Local early childhood funding threatened by Colorado anti-tax group
By Sandra Fish
(Originally published April 15, 2019, by Chalkbeat Colorado)
An anti-tax group wants to overturn a law allowing local governments to create special districts to pay for early childhood education.
The Colorado Union of Taxpayers received approval Friday to gather signatures to try to repeal House Bill 1052.
That bill allows local governments to ask voters to approve special districts and seek voter approval for taxes to provide services from birth to age 8. Services could include early care, education, mental health, health, prevention, intervention, and more.

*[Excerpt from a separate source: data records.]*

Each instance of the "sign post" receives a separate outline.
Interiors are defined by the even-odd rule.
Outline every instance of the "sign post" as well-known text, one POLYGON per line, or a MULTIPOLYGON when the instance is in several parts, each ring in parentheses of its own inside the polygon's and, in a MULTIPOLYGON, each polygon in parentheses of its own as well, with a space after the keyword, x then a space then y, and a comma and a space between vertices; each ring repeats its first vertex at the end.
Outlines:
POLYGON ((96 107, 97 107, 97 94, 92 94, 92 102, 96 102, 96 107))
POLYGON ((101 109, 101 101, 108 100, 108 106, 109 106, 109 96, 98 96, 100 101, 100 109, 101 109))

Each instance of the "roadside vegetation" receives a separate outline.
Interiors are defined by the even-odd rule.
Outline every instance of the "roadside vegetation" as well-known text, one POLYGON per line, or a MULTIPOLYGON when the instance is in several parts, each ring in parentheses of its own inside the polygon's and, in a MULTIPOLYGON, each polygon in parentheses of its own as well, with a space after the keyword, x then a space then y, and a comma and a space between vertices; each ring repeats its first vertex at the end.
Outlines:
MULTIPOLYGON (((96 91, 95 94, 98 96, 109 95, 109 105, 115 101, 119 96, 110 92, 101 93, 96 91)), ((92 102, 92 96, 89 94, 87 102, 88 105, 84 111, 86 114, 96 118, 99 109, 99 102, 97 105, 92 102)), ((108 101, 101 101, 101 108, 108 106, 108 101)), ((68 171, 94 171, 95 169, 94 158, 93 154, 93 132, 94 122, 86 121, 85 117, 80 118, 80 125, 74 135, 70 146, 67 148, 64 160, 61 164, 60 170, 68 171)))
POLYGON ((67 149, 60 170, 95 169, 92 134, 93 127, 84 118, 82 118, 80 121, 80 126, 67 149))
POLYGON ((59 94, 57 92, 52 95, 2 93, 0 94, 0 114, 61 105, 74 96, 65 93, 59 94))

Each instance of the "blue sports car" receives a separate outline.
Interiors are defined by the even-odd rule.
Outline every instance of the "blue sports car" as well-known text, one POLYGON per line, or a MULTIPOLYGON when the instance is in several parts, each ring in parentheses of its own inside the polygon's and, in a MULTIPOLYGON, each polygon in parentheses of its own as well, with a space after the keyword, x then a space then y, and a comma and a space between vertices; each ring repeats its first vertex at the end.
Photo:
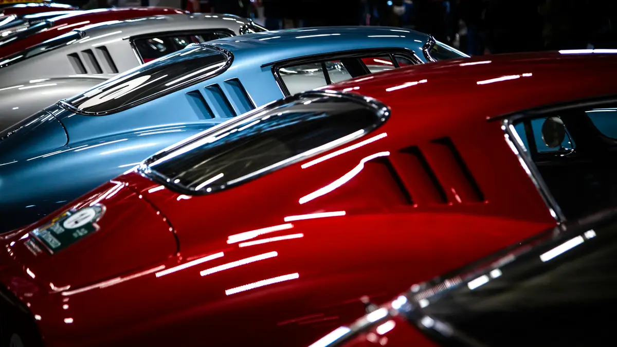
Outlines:
POLYGON ((265 31, 193 44, 0 133, 0 232, 35 222, 146 157, 300 91, 467 56, 387 27, 265 31))

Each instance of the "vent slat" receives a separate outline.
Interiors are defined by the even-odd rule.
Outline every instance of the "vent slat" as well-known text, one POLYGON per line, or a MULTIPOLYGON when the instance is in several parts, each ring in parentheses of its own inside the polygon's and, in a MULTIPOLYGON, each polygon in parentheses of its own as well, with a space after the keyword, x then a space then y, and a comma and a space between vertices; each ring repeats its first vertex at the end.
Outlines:
POLYGON ((450 193, 458 203, 484 201, 484 195, 452 139, 444 137, 431 141, 436 168, 447 178, 450 193))
POLYGON ((399 175, 399 172, 397 172, 395 169, 394 169, 394 167, 392 165, 390 159, 387 157, 381 157, 376 159, 375 162, 376 163, 381 164, 386 167, 386 169, 387 170, 388 172, 389 172, 392 180, 399 188, 399 190, 400 191, 400 193, 405 198, 407 203, 409 204, 413 204, 413 200, 412 199, 412 194, 409 193, 409 191, 407 190, 407 188, 405 185, 405 183, 403 182, 400 175, 399 175))
POLYGON ((114 62, 114 59, 112 59, 111 54, 109 54, 109 51, 107 48, 104 46, 101 46, 97 47, 96 51, 99 52, 99 56, 102 57, 102 62, 105 65, 105 70, 111 73, 117 73, 118 67, 116 67, 115 62, 114 62))
POLYGON ((103 70, 101 68, 101 64, 96 60, 96 57, 94 56, 94 53, 91 49, 81 51, 81 53, 83 54, 85 60, 86 61, 86 65, 89 68, 88 70, 93 71, 94 73, 103 73, 103 70))
POLYGON ((81 61, 81 58, 80 57, 79 54, 77 53, 71 53, 67 55, 67 57, 68 58, 68 62, 73 67, 73 70, 75 70, 75 73, 83 75, 88 72, 86 71, 86 67, 83 65, 83 62, 81 61))
POLYGON ((449 202, 443 186, 417 146, 405 148, 392 159, 401 173, 401 179, 415 197, 416 203, 449 202))
POLYGON ((228 91, 230 101, 238 114, 242 114, 255 109, 255 105, 249 97, 246 90, 238 78, 232 78, 225 82, 228 86, 228 91))
POLYGON ((204 91, 204 97, 212 107, 215 116, 230 118, 237 115, 220 86, 212 85, 205 87, 204 91))
POLYGON ((194 90, 187 93, 186 97, 188 98, 191 107, 198 115, 198 117, 200 119, 210 119, 214 118, 212 110, 210 109, 210 106, 208 106, 208 104, 204 99, 204 96, 201 94, 201 93, 199 90, 194 90))

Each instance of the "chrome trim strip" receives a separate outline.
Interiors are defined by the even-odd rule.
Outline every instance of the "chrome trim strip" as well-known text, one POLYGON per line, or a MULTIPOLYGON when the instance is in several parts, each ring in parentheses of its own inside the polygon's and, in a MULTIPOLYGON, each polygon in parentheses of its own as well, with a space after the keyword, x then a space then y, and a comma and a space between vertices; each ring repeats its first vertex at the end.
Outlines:
POLYGON ((536 189, 537 190, 542 200, 544 201, 544 203, 546 204, 546 207, 548 207, 550 215, 553 216, 558 224, 565 222, 566 217, 561 212, 561 209, 549 191, 549 188, 544 182, 544 180, 540 175, 536 164, 531 160, 531 157, 527 152, 527 149, 523 145, 523 141, 516 133, 514 129, 514 125, 511 123, 510 119, 508 118, 502 120, 502 130, 505 133, 506 143, 518 157, 518 162, 521 164, 521 166, 523 167, 525 172, 527 173, 531 182, 533 182, 534 185, 536 186, 536 189))
POLYGON ((433 46, 436 44, 437 44, 437 42, 435 41, 435 38, 433 37, 433 35, 429 35, 428 41, 422 46, 422 52, 424 54, 424 58, 426 59, 428 62, 435 62, 437 61, 437 59, 431 57, 429 53, 433 46))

The bill passed the House 50-13 and the Senate 23-12, with bipartisan support. Gov. Jared Polis signed the bill April 3, but it includes a clause allowing citizens to petition to bring it to a vote. That hasn’t happened since 1932, when voters overturned a tax increase on oleomargarine.

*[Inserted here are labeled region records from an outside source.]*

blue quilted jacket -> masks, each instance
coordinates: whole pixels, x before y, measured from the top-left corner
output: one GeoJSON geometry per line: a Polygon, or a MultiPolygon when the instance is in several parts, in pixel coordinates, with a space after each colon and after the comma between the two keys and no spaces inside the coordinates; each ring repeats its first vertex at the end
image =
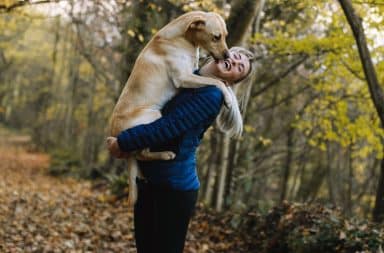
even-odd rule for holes
{"type": "Polygon", "coordinates": [[[145,178],[153,184],[176,190],[196,190],[196,149],[204,132],[213,123],[223,104],[221,91],[214,86],[182,89],[162,109],[162,117],[121,132],[121,150],[131,152],[150,147],[151,151],[173,151],[169,161],[139,161],[145,178]]]}

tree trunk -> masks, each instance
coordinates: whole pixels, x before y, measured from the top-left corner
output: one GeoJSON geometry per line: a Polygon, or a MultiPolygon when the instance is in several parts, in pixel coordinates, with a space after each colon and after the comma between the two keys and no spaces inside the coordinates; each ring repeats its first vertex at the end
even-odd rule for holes
{"type": "Polygon", "coordinates": [[[216,131],[212,132],[210,147],[211,147],[211,155],[208,164],[208,172],[205,178],[205,191],[204,191],[204,202],[210,206],[212,204],[213,198],[213,188],[215,185],[215,175],[217,171],[217,161],[219,160],[219,152],[217,147],[219,143],[217,142],[219,138],[216,137],[218,133],[216,131]]]}
{"type": "Polygon", "coordinates": [[[292,168],[293,133],[294,133],[293,127],[289,127],[287,132],[287,156],[285,159],[283,178],[281,181],[280,203],[282,203],[287,197],[288,180],[289,180],[289,175],[291,174],[291,168],[292,168]]]}
{"type": "MultiPolygon", "coordinates": [[[[364,28],[361,18],[357,16],[350,0],[339,0],[344,14],[351,26],[353,35],[359,49],[360,61],[363,65],[365,78],[367,79],[369,92],[377,114],[380,118],[381,126],[384,127],[384,93],[377,79],[376,71],[365,40],[364,28]]],[[[384,159],[384,158],[383,158],[384,159]]],[[[373,220],[380,222],[384,219],[384,160],[381,162],[379,184],[376,192],[375,207],[373,210],[373,220]]]]}
{"type": "Polygon", "coordinates": [[[220,172],[218,177],[218,188],[217,188],[217,196],[216,196],[216,211],[221,212],[223,209],[224,203],[224,190],[225,190],[225,182],[227,176],[228,169],[228,151],[230,145],[230,138],[228,134],[223,134],[222,137],[222,149],[220,153],[220,165],[218,167],[218,171],[220,172]]]}

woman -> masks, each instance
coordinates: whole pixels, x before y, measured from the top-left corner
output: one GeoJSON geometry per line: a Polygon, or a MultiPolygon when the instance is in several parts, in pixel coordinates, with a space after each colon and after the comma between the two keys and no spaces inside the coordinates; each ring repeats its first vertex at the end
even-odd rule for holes
{"type": "MultiPolygon", "coordinates": [[[[208,58],[196,74],[219,78],[231,87],[246,81],[254,69],[253,54],[240,47],[231,48],[230,53],[227,60],[216,62],[208,58]]],[[[138,200],[134,207],[138,253],[183,252],[200,186],[196,149],[220,111],[224,115],[222,122],[239,123],[233,115],[236,113],[230,113],[231,110],[222,105],[223,95],[214,86],[182,89],[164,106],[160,119],[121,132],[108,147],[116,157],[121,157],[122,152],[147,147],[151,151],[176,154],[175,159],[168,161],[139,161],[144,178],[137,179],[138,200]]],[[[237,105],[232,107],[238,108],[237,105]]],[[[240,115],[239,112],[236,115],[240,115]]],[[[224,129],[231,128],[224,123],[220,124],[224,129]]],[[[242,126],[242,122],[240,124],[242,126]]]]}

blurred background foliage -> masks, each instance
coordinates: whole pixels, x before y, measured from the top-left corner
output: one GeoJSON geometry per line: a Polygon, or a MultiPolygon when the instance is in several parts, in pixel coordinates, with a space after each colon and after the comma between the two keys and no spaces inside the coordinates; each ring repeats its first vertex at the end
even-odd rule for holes
{"type": "MultiPolygon", "coordinates": [[[[337,1],[32,2],[0,1],[0,123],[51,154],[53,174],[104,178],[119,194],[125,166],[104,139],[138,53],[180,14],[216,11],[229,45],[250,48],[258,64],[243,137],[212,127],[199,149],[201,201],[217,210],[317,202],[371,217],[384,131],[337,1]]],[[[353,3],[383,88],[384,2],[353,3]]]]}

Karl Honegger, a former Broomfield City Council candidate and board member of the taxpayer group that filed the petition, said the idea was to raise awareness among taxpayers about the measure.
“We really want to elevate the discussion before the implementation of such a policy,” he said.

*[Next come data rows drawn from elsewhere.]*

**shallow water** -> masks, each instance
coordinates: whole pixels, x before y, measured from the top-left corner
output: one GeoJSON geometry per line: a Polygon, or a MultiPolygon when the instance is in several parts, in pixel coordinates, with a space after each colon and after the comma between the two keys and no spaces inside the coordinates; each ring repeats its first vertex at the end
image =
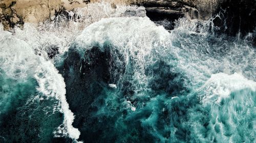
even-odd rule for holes
{"type": "Polygon", "coordinates": [[[211,19],[167,31],[143,7],[75,12],[0,31],[1,141],[255,141],[253,35],[211,19]]]}

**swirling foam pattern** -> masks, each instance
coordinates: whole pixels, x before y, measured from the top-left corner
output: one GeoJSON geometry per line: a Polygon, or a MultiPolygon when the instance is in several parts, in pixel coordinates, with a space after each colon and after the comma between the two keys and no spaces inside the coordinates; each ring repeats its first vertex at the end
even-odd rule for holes
{"type": "Polygon", "coordinates": [[[81,23],[0,31],[0,141],[255,141],[250,38],[215,34],[211,20],[167,31],[142,7],[76,12],[81,23]]]}

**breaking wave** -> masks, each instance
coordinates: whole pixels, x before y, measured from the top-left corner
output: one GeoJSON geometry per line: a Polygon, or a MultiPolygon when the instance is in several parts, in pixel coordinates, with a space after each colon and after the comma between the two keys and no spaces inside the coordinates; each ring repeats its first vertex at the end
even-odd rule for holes
{"type": "Polygon", "coordinates": [[[0,31],[0,140],[255,141],[250,38],[215,33],[212,19],[167,31],[143,7],[74,12],[0,31]]]}

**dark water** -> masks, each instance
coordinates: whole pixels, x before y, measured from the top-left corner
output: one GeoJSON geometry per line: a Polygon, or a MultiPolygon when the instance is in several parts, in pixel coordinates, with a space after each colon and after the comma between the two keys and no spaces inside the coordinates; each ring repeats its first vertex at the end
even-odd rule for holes
{"type": "Polygon", "coordinates": [[[253,34],[90,7],[80,24],[1,31],[0,142],[255,141],[253,34]]]}

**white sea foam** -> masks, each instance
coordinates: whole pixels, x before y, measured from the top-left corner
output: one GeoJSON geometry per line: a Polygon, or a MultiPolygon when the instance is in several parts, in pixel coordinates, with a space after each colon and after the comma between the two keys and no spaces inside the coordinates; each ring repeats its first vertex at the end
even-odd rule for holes
{"type": "MultiPolygon", "coordinates": [[[[256,91],[256,82],[246,78],[241,74],[228,75],[224,73],[212,74],[200,89],[203,103],[220,103],[224,98],[229,98],[232,93],[248,90],[256,91]]],[[[246,94],[246,91],[244,92],[246,94]]],[[[240,96],[243,93],[240,93],[240,96]]]]}
{"type": "Polygon", "coordinates": [[[34,75],[38,83],[38,92],[48,98],[55,98],[59,101],[58,109],[64,115],[63,128],[61,129],[63,135],[69,135],[75,140],[78,139],[80,132],[72,125],[74,116],[66,99],[64,79],[53,64],[35,54],[25,41],[9,32],[2,33],[0,36],[0,69],[16,80],[26,80],[28,76],[34,75]]]}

But state Sen. Bob Rankin, a Carbondale Republican and bill sponsor, said the move mystifies him. He noted that the bill merely allows local governments to ask voters to create districts, and voters could reject them.
“I don’t understand it,” Rankin said. “I think there are plenty of other things that are bigger and more important.”
“It’s very much local controlled,” he added. “Let local voters decide how they want to support their kids. There’s no new tax in there. I just don’t understand why people would not want local communities to solve their own problems.”
Summit County approved a new tax last fall to pay for preschool assistance for 4-year-olds. But HB1052 would allow a wider array of services, determined by local governments.
Stacy Petty, coordinator of the Rocky Mountain Early Childhood Council, said the bill would give communities flexibility to make decisions at the local level.
“Passing this though doesn’t do anything yet,” Petty said. “It just creates the possibility of local communities being able to make the decision to establish a special district for early childhood.”
Honegger said the taxpayers organization is concerned about potential competition to private daycare operators, although he acknowledged the bill doesn’t mention setting up government-operated daycare centers.
In order to put the measure on the 2020 ballot, Colorado Union of Taxpayers would need to collect 124,632 valid voter signatures, an expensive endeavor. Opponents of the National Popular Vote also are seeking to overturn that law.